On Thursday, when a new legislature took office, the task of forming a government formally began.
Georgia Meloni, who scored a solid victory in the September 25 election, has a good chance of being the first far-right figure to lead a government since the end of World War II and the first female prime minister. Before, however, you have to overcome a series of rituals.
A NEW PARLIAMENT
Italian governments require the support of Parliament. Before a governing coalition is formed, new legislators must take their seats, no later than 20 days after an election. On Thursday they had their first session, with the new legislators, the two chambers of Parliament.
This time there will be fewer parliamentarians. A recent reform to streamline work and contain spending reduced seats from 315 to 200 in the Senate and from 630 to 400 in the Chamber of Deputies. Ignazio La Russa, of Meloni’s far-right Brothers of Italy party, was elected president of the Senate on Thursday. For his part, Lorenzo Fontana, of the League, an ally of Meloni, was appointed president of the Chamber of Deputies on Friday.
Once the parliamentary elections are over, the president of Italy, in his capacity as head of state, must entrust someone to try to put together a governing coalition.
The clear winner of last month’s elections was Meloni, who, with the support of Matteo Salvini’s La Liga and Silvio Berlusconi’s Forza Italia, should have a comfortable majority in Parliament.
But before President Sergio Mattarella tasks Meloni with forming a viable coalition, he must hold a round of consultations with the leaders of all parties, according to tradition, although that is not mandatory. Those talks can take two or three days.

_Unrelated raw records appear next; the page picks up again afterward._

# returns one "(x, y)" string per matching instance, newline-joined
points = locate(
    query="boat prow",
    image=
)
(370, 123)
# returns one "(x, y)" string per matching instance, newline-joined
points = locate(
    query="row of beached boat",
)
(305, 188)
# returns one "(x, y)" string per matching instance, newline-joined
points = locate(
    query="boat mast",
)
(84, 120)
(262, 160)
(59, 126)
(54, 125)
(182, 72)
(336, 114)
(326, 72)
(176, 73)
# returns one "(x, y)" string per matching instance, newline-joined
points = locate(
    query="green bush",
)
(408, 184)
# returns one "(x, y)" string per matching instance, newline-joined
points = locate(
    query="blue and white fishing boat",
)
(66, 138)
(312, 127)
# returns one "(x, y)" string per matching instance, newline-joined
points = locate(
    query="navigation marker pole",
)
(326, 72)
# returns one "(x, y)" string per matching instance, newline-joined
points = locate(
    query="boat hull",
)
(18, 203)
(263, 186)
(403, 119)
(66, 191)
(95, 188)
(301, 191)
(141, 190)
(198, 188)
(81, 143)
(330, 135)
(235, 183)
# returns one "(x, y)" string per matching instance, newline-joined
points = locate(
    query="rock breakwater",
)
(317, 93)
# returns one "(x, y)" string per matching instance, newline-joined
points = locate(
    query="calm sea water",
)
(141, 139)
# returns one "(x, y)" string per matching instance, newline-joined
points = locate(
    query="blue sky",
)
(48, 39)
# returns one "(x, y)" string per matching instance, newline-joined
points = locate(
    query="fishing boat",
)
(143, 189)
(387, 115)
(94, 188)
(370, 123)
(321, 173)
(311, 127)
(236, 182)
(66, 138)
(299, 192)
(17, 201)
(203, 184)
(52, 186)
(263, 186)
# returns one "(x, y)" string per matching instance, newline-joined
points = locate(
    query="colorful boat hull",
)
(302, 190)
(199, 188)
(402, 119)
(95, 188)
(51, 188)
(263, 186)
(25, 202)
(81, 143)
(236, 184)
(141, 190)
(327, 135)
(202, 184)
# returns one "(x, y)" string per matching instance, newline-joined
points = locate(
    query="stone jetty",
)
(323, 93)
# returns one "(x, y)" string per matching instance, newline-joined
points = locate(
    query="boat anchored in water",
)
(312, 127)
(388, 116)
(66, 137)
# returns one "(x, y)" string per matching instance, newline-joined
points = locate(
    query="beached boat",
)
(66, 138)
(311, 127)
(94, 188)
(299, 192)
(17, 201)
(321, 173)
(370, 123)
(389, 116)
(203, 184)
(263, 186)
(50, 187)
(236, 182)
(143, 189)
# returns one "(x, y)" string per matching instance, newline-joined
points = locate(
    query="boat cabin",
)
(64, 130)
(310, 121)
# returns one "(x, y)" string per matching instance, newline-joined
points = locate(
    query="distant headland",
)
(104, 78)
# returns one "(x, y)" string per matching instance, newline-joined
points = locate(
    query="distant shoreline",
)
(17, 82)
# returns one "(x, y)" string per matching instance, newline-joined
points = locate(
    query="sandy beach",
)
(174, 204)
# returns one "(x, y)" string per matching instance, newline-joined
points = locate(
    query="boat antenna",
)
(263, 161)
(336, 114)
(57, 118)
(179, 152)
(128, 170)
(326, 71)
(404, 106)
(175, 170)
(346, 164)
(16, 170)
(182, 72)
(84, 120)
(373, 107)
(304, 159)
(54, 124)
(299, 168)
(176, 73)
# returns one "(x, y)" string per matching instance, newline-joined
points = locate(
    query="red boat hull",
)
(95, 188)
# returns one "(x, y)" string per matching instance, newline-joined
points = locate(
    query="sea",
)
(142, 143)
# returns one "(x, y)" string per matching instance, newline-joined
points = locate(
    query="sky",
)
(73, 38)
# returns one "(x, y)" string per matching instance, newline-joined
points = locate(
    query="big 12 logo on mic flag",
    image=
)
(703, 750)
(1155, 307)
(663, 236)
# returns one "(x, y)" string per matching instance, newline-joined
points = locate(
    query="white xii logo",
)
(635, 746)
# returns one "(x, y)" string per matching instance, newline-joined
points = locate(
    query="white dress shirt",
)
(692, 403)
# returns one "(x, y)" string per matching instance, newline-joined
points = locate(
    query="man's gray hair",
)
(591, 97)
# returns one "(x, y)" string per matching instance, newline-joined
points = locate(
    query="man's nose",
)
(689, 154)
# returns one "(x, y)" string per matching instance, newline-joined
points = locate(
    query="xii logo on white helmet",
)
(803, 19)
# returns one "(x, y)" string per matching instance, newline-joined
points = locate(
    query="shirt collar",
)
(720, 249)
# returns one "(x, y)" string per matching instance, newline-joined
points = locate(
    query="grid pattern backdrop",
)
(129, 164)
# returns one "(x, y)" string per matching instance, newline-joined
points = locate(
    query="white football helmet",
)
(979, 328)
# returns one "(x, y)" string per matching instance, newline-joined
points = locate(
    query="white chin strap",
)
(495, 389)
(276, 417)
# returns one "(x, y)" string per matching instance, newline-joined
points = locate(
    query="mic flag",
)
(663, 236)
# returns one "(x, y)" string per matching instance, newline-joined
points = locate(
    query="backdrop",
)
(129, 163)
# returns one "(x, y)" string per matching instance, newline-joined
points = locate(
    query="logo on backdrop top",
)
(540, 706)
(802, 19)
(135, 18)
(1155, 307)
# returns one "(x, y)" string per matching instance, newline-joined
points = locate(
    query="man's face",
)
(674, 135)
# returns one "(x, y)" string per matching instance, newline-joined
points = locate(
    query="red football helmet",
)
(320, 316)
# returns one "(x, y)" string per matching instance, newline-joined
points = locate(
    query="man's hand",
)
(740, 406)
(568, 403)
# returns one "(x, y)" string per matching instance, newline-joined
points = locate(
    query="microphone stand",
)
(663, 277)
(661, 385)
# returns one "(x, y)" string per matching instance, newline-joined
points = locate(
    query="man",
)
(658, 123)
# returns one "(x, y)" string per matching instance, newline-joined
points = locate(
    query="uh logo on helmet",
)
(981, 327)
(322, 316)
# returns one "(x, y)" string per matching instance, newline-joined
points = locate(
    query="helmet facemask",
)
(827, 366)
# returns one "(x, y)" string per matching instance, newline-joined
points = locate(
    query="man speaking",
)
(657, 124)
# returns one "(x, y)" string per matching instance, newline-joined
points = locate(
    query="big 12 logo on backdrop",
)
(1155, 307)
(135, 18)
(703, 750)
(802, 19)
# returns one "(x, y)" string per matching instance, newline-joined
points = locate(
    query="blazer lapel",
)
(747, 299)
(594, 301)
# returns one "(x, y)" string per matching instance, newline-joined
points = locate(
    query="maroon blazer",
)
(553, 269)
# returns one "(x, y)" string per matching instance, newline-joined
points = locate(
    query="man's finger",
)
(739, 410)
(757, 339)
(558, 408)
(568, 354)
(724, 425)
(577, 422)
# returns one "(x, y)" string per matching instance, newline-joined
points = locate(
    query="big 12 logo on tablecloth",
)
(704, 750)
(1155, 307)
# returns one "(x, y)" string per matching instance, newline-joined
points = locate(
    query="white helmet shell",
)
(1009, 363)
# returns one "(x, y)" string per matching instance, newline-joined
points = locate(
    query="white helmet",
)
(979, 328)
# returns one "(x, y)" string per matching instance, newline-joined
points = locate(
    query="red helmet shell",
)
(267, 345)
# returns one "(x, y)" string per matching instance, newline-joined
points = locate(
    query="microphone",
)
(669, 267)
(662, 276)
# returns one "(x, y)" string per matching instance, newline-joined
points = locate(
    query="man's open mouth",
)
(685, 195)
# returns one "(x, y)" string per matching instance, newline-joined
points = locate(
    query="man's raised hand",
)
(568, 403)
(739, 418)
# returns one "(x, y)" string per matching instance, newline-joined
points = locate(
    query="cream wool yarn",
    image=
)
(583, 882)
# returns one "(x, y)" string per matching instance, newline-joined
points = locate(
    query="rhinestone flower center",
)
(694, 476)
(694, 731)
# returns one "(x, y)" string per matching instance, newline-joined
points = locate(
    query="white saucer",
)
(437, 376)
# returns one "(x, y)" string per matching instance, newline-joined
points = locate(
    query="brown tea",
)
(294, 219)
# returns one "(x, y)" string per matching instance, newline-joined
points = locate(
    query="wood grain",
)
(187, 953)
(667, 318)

Except for surprises, the Quirinal Palace will announce that Meloni accepted the commission “with doubts”. This, however, does not mean that he has any doubts. It is a simple formality.
BEHIND CLOSED DOORS
After being selected, Meloni and her allies will analyze how to divide up the ministries. That’s when things get complicated, as each party will push for the most coveted spots.
Given that Meloni’s party won more votes than Salvini and Berlusconi combined, his coalition partners will not have much room for manoeuvre.
The tensions came to light on Thursday during the selection of the president of the Senate. Most of the Forza Italia senators did not vote, depriving La Russa, Meloni’s candidate, of a larger victory. That vote seemed to show a lack of cohesion in the new government coalition.
WILL THERE BE VETOS?
When Meloni feels she has a cabinet Mattarella can approve of, she should present the list to the president.
After the 2018 elections, Mattarella vetoed the finance minister, an economist who did not believe in the European Union. The veto irritated the populist leaders of the coalition, but forced to find another minister more acceptable to the president.
When the cabinet is approved, the general secretary of the Quirinal will come out accompanied by a couple of cuirassiers from the Carabinieri Regiment and will announce that Meloni “has resolved his doubts.” It’s an archaic way of saying that he formed a government. Generally, the new head of government makes a few brief comments and reads the list of members of his cabinet.
The process returns to the Quirinal Palace, almost always the next day, for the swearing-in of the new government.
DELIVERY OF THE BELL
After the swearing-in, the new prime minister goes to the Chigi Palace, where his office is, to have an official photo taken. The outgoing prime minister hands him the bell used to open cabinet sessions.
Everyone usually smiles. Although in 2014, the outgoing Prime Minister Enrico Letta refused to do so and did not even look at Matteo Renzi, a co-religionist who had removed the position through internal maneuvers.
The Italian constitution requires that a new government undergo a vote of confidence in both houses of parliament no later than 10 days after the cabinet is formed. Only when that step is completed can the new government assume its full powers.